L’attitude de Thérèse et de Laurent resta digne et savante. Ils se témoignaient une amitié tendre et prévenante, simplement. Ils avaient l’air d’accomplir un acte de dévouement suprême. Rien dans leur physionomie ne pouvait faire soupçonner les terreurs, les désirs qui les secouaient. Madame Raquin les regardait avec de pâles sourires, avec des bienveillances molles et reconnaissantes.

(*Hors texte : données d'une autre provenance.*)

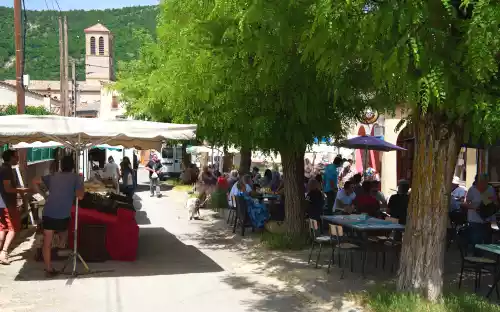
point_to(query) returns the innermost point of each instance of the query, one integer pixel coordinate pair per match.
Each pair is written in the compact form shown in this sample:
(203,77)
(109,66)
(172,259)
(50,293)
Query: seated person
(458,194)
(242,186)
(356,182)
(315,199)
(367,202)
(345,198)
(398,203)
(380,196)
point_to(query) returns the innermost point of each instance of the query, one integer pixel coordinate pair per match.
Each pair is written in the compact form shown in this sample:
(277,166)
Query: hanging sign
(368,116)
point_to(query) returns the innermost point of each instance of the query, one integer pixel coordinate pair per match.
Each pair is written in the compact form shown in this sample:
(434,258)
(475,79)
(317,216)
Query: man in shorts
(10,218)
(64,187)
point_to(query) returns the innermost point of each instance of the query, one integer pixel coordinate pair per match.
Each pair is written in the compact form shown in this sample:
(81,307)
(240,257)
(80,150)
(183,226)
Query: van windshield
(167,152)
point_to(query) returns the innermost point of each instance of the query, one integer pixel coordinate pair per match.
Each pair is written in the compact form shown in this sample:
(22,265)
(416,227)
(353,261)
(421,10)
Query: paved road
(174,272)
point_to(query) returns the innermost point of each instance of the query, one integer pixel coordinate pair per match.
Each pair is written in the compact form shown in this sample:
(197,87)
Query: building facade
(94,97)
(394,166)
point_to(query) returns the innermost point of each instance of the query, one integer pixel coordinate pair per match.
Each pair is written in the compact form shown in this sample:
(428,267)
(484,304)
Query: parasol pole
(365,161)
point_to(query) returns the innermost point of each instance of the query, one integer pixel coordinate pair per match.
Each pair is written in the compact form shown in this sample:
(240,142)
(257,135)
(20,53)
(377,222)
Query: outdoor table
(272,203)
(363,224)
(493,248)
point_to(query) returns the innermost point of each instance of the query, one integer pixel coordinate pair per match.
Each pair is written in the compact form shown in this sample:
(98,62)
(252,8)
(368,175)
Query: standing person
(10,218)
(154,166)
(111,169)
(64,187)
(135,160)
(316,201)
(206,181)
(255,175)
(481,194)
(330,183)
(344,199)
(128,178)
(233,178)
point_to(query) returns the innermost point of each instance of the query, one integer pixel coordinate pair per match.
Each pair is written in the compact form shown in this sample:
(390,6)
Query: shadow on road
(159,253)
(291,267)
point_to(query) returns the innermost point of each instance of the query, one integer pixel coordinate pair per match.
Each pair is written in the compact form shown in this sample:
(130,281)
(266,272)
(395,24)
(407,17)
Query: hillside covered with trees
(42,38)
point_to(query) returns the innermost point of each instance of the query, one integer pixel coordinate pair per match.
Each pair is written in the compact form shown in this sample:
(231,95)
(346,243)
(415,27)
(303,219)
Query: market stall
(79,134)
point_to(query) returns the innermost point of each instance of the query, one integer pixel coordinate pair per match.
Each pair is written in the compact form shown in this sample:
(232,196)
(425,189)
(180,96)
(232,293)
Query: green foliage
(42,38)
(281,241)
(30,110)
(429,55)
(237,70)
(387,299)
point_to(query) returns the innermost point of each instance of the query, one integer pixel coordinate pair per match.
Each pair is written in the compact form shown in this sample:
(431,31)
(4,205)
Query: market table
(363,224)
(493,248)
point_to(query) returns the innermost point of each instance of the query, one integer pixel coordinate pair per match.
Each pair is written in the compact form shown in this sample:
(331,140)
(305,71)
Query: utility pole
(19,57)
(66,68)
(61,67)
(23,164)
(74,87)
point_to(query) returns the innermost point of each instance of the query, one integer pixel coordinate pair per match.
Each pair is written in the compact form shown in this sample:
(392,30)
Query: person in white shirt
(479,230)
(243,185)
(111,169)
(345,197)
(458,194)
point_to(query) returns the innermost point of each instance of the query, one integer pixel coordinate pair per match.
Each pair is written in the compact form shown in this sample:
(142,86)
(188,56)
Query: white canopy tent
(82,133)
(73,132)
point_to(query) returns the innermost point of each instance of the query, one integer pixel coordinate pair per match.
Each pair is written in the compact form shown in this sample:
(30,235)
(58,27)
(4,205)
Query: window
(101,46)
(167,152)
(114,102)
(92,45)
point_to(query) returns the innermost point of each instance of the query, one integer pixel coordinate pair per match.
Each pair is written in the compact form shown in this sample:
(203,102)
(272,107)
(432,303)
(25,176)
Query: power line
(57,3)
(47,5)
(25,27)
(96,66)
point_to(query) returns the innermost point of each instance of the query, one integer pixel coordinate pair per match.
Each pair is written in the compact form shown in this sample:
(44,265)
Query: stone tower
(98,54)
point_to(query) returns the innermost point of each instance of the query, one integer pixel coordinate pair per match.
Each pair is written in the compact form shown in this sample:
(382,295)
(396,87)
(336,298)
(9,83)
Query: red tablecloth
(122,232)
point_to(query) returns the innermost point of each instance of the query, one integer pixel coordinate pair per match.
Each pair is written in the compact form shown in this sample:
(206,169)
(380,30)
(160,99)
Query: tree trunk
(227,161)
(186,158)
(422,256)
(245,161)
(293,178)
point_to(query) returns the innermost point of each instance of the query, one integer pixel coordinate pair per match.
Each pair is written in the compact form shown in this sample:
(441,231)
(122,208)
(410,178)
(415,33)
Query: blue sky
(79,4)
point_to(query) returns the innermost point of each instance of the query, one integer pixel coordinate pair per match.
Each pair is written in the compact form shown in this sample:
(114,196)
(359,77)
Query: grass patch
(278,241)
(386,299)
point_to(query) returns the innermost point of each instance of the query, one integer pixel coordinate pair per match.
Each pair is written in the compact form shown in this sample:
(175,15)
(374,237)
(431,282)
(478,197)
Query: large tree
(439,59)
(237,69)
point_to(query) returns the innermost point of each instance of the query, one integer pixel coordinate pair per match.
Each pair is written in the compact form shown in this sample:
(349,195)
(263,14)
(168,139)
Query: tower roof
(97,28)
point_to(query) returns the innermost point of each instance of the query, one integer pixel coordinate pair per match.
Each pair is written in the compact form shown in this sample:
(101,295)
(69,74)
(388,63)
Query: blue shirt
(62,192)
(331,175)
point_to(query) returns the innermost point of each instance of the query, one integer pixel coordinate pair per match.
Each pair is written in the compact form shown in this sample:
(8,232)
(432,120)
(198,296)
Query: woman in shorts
(63,187)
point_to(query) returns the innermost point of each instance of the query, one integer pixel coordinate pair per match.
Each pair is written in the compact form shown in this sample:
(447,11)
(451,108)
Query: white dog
(193,206)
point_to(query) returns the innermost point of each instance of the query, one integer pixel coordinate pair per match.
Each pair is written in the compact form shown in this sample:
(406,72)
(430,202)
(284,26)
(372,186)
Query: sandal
(51,273)
(4,257)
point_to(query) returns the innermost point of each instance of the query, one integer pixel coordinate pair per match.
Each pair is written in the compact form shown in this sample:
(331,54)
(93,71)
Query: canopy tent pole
(365,161)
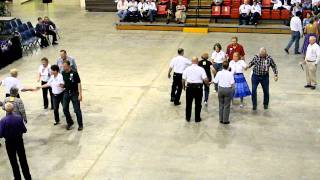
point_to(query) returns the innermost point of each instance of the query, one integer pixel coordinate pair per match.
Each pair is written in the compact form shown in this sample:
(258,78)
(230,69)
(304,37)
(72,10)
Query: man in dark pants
(194,76)
(262,62)
(73,93)
(178,65)
(12,129)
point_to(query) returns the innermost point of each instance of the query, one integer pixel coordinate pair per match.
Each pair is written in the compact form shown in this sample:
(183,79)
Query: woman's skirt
(242,89)
(306,42)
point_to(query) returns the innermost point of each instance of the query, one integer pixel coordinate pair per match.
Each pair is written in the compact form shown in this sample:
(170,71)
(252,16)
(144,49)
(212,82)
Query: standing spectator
(18,106)
(244,11)
(194,76)
(73,93)
(311,60)
(235,47)
(44,74)
(237,66)
(12,129)
(122,7)
(261,64)
(56,83)
(63,58)
(296,33)
(225,81)
(152,10)
(255,13)
(207,66)
(178,65)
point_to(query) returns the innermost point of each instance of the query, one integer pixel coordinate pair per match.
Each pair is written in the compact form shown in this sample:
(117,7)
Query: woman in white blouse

Il y avait quelques formalités à remplir. Laurent dut écrire à son père pour lui demander son consentement. Le vieux paysan de Jeufosse, qui avait presque oublié qu’il eût un fils à Paris, lui répondit, en quatre lignes, qu’il pouvait se marier et se faire pendre, s’il voulait ; il lui fit comprendre que, résolu à ne jamais lui donner un sou, il le laissait maître de son corps et l’autorisait à commettre toutes les folies du monde. Une autorisation ainsi accordée inquiéta singulièrement Laurent.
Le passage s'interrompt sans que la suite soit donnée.